Setapak Langkah – 26 April 2026 | Komisi Pemberantasan Korupsi (KPK) pada hari ini menyerahkan rangkaian rekomendasi perbaikan tata kelola partai politik kepada Presiden Republik Indonesia serta Dewan Perwakilan Rakyat (DPR). Rekomendasi tersebut muncul setelah KPK mengidentifikasi sejumlah celah dalam sistem pendanaan dan manajemen partai yang berpotensi membuka peluang korupsi, khususnya terkait penggunaan uang tunai yang masih mendominasi proses pemilihan umum.
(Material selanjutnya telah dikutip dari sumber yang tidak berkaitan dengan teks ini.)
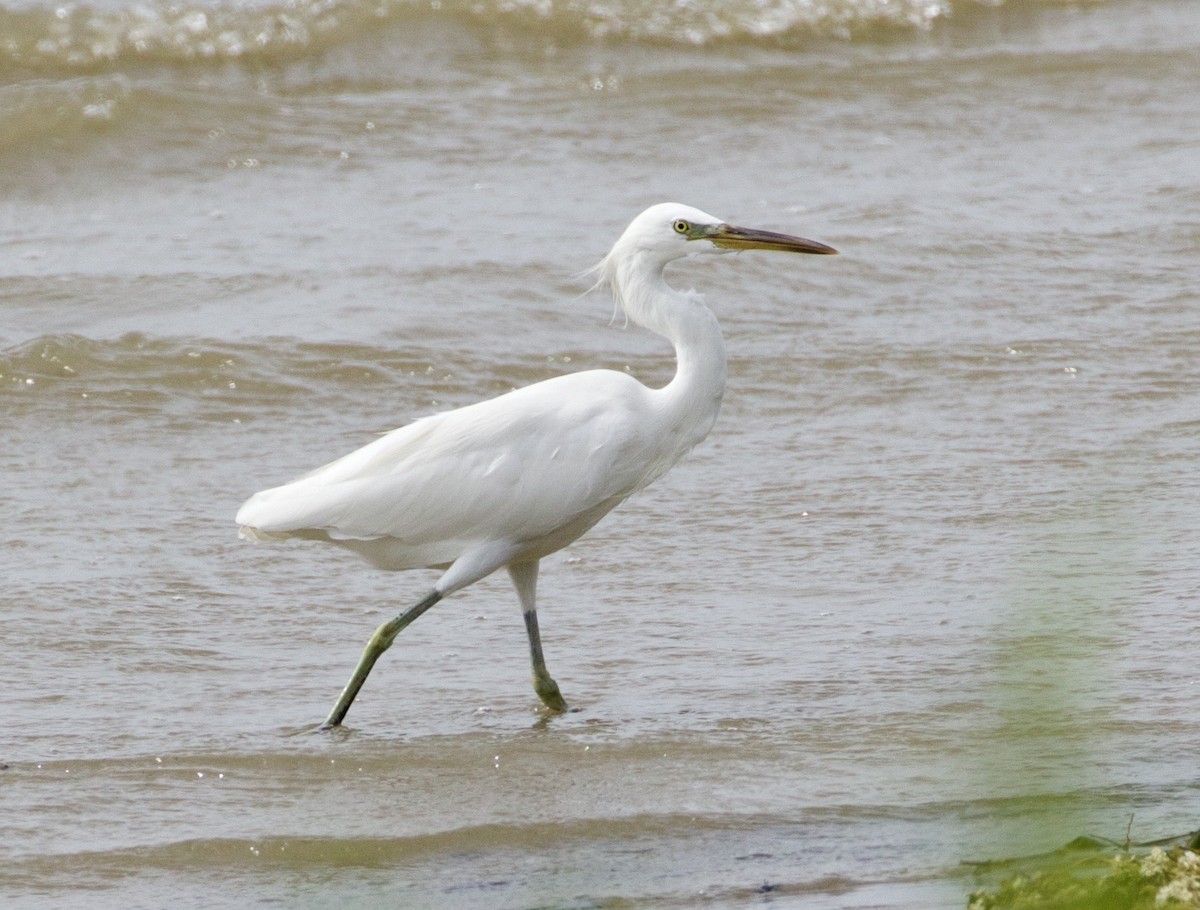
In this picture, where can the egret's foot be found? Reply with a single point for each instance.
(547, 690)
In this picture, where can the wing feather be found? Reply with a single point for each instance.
(517, 466)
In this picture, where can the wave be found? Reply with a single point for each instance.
(105, 33)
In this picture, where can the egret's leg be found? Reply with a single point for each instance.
(525, 580)
(379, 642)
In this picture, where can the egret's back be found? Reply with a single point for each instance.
(517, 467)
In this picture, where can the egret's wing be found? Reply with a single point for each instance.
(517, 466)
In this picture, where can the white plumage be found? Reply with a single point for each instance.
(505, 482)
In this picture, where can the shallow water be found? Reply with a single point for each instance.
(927, 594)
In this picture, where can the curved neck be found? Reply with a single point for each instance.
(694, 396)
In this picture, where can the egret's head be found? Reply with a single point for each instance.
(671, 231)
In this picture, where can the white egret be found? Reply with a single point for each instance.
(509, 480)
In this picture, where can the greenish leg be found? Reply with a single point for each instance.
(525, 580)
(379, 642)
(543, 683)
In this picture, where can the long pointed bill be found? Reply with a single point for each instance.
(727, 237)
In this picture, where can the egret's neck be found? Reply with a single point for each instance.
(694, 396)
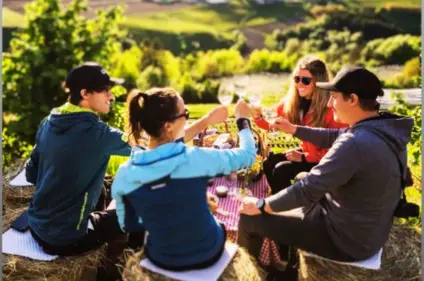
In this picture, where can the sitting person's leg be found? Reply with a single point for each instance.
(269, 165)
(106, 228)
(302, 228)
(279, 171)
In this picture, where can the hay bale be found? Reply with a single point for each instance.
(243, 267)
(15, 201)
(77, 268)
(401, 261)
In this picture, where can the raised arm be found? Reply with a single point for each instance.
(215, 116)
(112, 141)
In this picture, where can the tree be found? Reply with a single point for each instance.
(54, 41)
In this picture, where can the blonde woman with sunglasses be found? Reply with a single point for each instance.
(305, 105)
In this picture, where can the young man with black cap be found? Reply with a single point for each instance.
(69, 162)
(343, 209)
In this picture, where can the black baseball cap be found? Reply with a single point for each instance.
(90, 76)
(355, 80)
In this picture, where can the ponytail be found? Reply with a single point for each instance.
(136, 102)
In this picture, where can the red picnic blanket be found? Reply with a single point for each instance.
(231, 204)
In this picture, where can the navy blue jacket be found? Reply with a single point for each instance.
(68, 165)
(164, 191)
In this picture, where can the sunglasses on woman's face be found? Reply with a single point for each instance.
(186, 114)
(305, 80)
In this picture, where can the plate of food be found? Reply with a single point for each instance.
(241, 193)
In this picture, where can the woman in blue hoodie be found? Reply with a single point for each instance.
(163, 189)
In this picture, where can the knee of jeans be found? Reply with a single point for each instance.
(244, 222)
(300, 176)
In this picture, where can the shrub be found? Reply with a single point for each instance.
(269, 61)
(152, 76)
(218, 63)
(353, 20)
(127, 65)
(53, 42)
(406, 18)
(13, 148)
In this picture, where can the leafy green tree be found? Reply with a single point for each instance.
(54, 41)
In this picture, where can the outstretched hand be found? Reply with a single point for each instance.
(283, 125)
(248, 207)
(217, 115)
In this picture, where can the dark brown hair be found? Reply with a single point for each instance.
(365, 104)
(149, 112)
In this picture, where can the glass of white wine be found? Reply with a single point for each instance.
(225, 94)
(255, 99)
(270, 115)
(225, 97)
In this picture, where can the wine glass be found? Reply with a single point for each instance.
(241, 86)
(255, 99)
(225, 95)
(270, 115)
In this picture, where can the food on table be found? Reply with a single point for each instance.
(209, 140)
(212, 202)
(221, 191)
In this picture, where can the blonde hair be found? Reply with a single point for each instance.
(320, 97)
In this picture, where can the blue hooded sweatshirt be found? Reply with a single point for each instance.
(68, 165)
(164, 191)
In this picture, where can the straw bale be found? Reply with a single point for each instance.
(243, 267)
(401, 261)
(83, 267)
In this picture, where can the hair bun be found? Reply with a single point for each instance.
(142, 97)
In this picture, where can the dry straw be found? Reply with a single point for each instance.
(15, 201)
(401, 261)
(243, 267)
Dalam laporan resmi yang disampaikan, KPK menyoroti bahwa transaksi uang tunai masih menjadi praktik utama dalam pembiayaan kampanye, meski regulasi telah mengatur batasan dana dan mekanisme transparansi. Praktik ini menimbulkan risiko aliran dana gelap, manipulasi suara, serta menurunkan kepercayaan publik terhadap integritas pemilu.
Rangkuman Rekomendasi KPK
- Menguatkan regulasi internal partai dengan mewajibkan pencatatan keuangan berbasis digital dan audit tahunan yang independen.
- Menerapkan batas maksimum penggunaan uang tunai dalam kampanye dan memperketat pengawasan oleh Komisi Pemilihan Umum (KPU).
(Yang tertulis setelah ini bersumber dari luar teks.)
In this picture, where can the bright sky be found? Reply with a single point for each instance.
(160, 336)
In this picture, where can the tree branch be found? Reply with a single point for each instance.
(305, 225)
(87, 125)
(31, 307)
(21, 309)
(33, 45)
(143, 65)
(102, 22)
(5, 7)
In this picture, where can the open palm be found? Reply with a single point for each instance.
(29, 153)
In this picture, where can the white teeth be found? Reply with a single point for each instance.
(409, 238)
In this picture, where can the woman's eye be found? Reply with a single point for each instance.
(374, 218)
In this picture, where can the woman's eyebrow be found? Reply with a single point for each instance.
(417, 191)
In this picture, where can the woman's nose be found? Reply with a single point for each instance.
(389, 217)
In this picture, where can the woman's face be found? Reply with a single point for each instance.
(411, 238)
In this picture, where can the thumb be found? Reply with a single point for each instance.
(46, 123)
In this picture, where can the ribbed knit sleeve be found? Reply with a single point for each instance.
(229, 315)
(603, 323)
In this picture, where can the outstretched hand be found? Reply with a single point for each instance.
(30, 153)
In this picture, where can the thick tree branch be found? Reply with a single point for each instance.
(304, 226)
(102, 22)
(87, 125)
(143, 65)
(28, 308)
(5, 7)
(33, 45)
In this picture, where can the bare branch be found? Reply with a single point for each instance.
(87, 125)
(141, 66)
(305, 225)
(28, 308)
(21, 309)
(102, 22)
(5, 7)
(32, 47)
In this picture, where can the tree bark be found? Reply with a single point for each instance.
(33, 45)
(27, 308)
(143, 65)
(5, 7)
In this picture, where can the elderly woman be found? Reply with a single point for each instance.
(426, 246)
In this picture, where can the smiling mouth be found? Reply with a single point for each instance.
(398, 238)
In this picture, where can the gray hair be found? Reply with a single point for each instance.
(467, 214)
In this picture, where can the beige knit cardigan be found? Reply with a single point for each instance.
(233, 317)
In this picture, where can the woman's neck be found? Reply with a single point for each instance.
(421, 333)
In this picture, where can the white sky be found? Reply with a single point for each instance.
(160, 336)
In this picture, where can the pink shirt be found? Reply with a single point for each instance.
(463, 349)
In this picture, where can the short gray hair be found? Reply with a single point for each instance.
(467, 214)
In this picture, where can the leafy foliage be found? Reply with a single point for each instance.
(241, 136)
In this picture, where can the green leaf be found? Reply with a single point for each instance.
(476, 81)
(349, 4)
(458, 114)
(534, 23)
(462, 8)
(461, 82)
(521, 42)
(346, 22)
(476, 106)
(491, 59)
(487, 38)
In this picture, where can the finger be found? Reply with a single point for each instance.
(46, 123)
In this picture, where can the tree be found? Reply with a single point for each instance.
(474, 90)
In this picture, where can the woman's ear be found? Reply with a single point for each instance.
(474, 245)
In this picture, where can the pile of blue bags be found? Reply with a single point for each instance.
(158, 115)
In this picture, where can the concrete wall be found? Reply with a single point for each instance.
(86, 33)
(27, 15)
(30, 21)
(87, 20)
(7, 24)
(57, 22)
- Menetapkan sanksi administratif yang tegas bagi partai dan individu yang melanggar aturan pendanaan.
- Mengintegrasikan sistem pelaporan keuangan partai dengan lembaga keuangan negara untuk memudahkan deteksi transaksi mencurigakan.
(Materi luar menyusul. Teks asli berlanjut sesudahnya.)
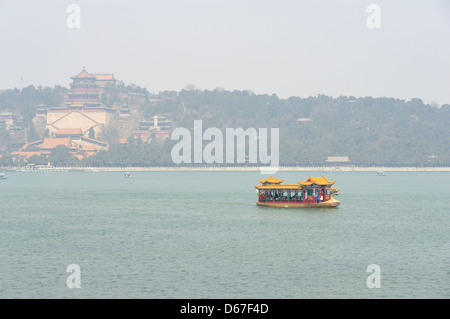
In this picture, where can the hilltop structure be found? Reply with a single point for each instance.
(83, 109)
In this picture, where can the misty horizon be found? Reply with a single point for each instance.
(285, 48)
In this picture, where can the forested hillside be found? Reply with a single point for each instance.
(370, 131)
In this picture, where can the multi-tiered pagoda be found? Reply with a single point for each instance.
(83, 91)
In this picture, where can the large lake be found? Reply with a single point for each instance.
(201, 235)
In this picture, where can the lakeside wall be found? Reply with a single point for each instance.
(322, 169)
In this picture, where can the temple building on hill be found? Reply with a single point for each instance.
(72, 138)
(82, 110)
(83, 91)
(159, 127)
(104, 80)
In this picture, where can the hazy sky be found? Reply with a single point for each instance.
(295, 47)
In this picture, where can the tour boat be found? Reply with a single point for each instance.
(314, 192)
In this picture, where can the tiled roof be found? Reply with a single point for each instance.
(52, 142)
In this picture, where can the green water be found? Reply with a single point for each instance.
(200, 235)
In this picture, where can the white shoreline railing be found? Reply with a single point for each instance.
(323, 169)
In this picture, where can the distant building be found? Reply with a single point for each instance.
(82, 110)
(338, 160)
(72, 138)
(104, 80)
(124, 111)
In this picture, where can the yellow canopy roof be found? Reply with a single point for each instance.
(286, 186)
(317, 180)
(271, 180)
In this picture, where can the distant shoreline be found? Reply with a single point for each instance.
(322, 169)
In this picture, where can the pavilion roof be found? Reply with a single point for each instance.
(69, 131)
(271, 180)
(83, 74)
(317, 180)
(52, 142)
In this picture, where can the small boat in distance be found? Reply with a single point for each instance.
(314, 192)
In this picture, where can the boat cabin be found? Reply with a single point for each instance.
(312, 192)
- Melakukan pelatihan wajib bagi pimpinan partai tentang prinsip transparansi, akuntabilitas, dan anti‑korupsi.
Daftar Tindakan Utama dan Penanggung Jawab
| Rekomendasi | Penanggung Jawab | Jadwal Implementasi |
|---|---|---|
| Penerapan sistem keuangan digital | Kementerian Hukum dan HAM | Q4 2026 |
| Pembatasan uang tunai dalam kampanye | KPU | Q2 2026 |
| Pengenaan sanksi administratif | DPR | Q1 2027 |
| Integrasi pelaporan keuangan | KPK & Badan Keuangan Negara | Q3 2026 |
| Pelatihan anti‑korupsi | Komisi Nasional Anti‑Korupsi | Berjalan sejak 2025 |
Presiden dan DPR diharapkan meninjau rekomendasi tersebut secara menyeluruh dan mengesahkan regulasi yang diperlukan dalam rapat kerja mendatang. KPK menekankan bahwa perbaikan tata kelola partai tidak hanya berimplikasi pada pemilihan berikutnya, tetapi juga pada stabilitas politik jangka panjang serta upaya pemberantasan korupsi di seluruh sektor pemerintahan.
Dengan langkah-langkah ini, diharapkan praktik penggunaan uang tunai dapat diminimalisir, memperkuat akuntabilitas partai politik, dan menciptakan iklim politik yang lebih bersih dan transparan bagi pemilih Indonesia.